日経平均は250円高でスタート、ファーストリテや川崎重などが上昇
[日経平均株価・TOPIX(表)]
日経平均;51367.98;+250.72TOPIX;3494.87;+10.53
[寄り付き概況]
9日の日経平均は250.72円高の51367.98円と3日ぶり反発して取引を開始した。前日8日の米国株式市場はまちまち。ダウ平均は270.03ドル高の49266.11ドル、ナスダックは104.26ポイント安の23480.02で取引を終了した。金利高を嫌気し、寄り付き後、下落。経済指標が予想を上回り、国内総生産(GDP)成長率見通しが引き上げられたほか防衛関連の買戻しで、ダウは大幅上昇に転じた。一方、金利高に加え、セクター入れ替えなどで、ハイテクが売られ、ナスダックは終日軟調に推移し、主要指数は高安まちまちで終了した。
今日の東京株式市場は買いが先行した。昨日の米株式市場は主要指数が高安まちまちだったが、ダウ平均が反発したことが東京市場の株価の支えとなった。
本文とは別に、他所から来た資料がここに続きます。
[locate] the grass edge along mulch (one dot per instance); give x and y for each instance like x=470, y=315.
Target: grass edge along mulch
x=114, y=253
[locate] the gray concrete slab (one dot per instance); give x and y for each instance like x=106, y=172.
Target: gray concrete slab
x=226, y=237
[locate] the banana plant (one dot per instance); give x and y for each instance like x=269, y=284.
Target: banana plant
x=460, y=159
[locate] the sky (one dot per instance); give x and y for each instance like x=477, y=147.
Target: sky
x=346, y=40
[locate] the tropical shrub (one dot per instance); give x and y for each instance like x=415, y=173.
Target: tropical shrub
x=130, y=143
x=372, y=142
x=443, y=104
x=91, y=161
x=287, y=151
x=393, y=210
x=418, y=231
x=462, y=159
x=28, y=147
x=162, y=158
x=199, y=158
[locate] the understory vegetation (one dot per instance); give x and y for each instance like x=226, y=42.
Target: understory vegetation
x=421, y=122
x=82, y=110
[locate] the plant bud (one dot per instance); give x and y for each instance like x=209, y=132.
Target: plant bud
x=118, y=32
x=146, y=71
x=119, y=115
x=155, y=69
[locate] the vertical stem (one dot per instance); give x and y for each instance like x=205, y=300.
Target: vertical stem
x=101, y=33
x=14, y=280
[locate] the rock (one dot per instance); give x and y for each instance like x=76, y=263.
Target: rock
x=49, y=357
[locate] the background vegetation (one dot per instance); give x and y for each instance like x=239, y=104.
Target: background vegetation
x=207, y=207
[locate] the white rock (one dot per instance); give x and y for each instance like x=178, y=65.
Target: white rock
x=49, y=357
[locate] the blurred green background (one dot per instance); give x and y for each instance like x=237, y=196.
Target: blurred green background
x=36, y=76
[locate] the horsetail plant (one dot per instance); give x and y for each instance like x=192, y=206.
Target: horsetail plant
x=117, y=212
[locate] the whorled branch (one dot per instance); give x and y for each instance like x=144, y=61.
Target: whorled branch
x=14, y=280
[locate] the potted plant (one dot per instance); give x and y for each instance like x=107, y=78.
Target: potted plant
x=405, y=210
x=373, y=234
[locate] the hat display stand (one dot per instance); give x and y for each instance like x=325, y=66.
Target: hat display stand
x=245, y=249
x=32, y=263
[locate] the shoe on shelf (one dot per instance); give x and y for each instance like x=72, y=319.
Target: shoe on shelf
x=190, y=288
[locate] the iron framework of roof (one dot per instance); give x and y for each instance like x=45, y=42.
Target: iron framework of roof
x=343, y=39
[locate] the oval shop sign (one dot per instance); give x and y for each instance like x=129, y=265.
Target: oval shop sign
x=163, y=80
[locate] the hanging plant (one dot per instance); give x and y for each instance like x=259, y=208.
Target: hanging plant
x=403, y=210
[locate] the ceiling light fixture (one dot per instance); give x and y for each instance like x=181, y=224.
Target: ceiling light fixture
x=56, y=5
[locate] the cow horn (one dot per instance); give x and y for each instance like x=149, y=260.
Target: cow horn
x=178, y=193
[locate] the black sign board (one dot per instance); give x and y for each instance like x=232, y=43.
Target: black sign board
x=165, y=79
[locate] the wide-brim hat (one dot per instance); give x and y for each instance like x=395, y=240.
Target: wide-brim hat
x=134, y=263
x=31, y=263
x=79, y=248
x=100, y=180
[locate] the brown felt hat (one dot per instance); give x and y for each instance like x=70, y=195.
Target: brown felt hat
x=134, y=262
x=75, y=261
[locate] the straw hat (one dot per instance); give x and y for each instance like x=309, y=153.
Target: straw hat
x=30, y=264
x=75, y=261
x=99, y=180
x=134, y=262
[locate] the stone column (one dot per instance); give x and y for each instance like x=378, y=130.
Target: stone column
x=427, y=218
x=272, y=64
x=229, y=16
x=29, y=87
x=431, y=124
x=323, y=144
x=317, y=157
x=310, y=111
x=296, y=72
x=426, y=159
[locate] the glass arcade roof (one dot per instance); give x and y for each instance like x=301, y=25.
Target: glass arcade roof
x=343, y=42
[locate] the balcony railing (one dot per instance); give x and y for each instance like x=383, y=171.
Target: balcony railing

また、外為市場で1ドル=156円80銭台と、昨日15時30分頃と比べ30銭ほど円安・ドル高水準となっていることも安心感となった。さらに、日経平均は昨日までの続落で1400円下落しており、押し目待ちや自律反発狙いの買いも入りやすかった。一方、昨日の米株式市場でダウ平均は上昇したが、ハイテク株比率が高いナスダック総合指数や、主要な半導体関連銘柄で構成するフィラデルフィア半導体株指数(SOX指数)が下落したことが、東京市場で人工知能(AI)関連株や主力半導体関連株などの株価の重しとなった。また、海外市場で米長期金利が上昇したことも東京市場で投資家心理を慎重にさせた。さらに、日中関係悪化が国内企業に及ぼす影響や、米国の国際機関脱退による世界情勢の変化を見極めたいとして、積極的な買いを見送る向きもあったが、寄付き段階では買いが優勢だった。なお、取引開始前に発表された11月の家計調査は2人以上世帯の実質消費支出が前年同月比2.9%増加した。QUICKがまとめた市場予想の中央値は同0.9%減だった。
セクター別では、石油石炭製品、証券商品先物、輸送用機器、繊維製品、銀行業などが値上がり率上位、非鉄金属、精密機器、医薬品、海運業、その他製品などが値下がり率上位に並んでいる。東証プライムの売買代金上位では、ファーストリテ<
9983>、信越化<4063>、ホンダ<7267>、ファナック<6954>、川崎重<7012>、トヨタ<7203>、東エレク<8035>、コマツ<6301>、JX金属<5016>、キーエンス<6861>、みずほ<
8411>、三菱商<8058>、ダイキン<6367>、IHI<7013>などが上昇。他方、イオン<8267>、フジクラ<5803>、荏原製<6361>、日東紡<3110>、住友電工<5802>、リクルートHD
<6098>、サンリオ<8136>、中外薬<4519>、三井海洋<6269>、ソフトバンクG<9984>、テルモ<4543>、ソニーG<6758>、三菱電<6503>、コナミG<9766>などが下落している。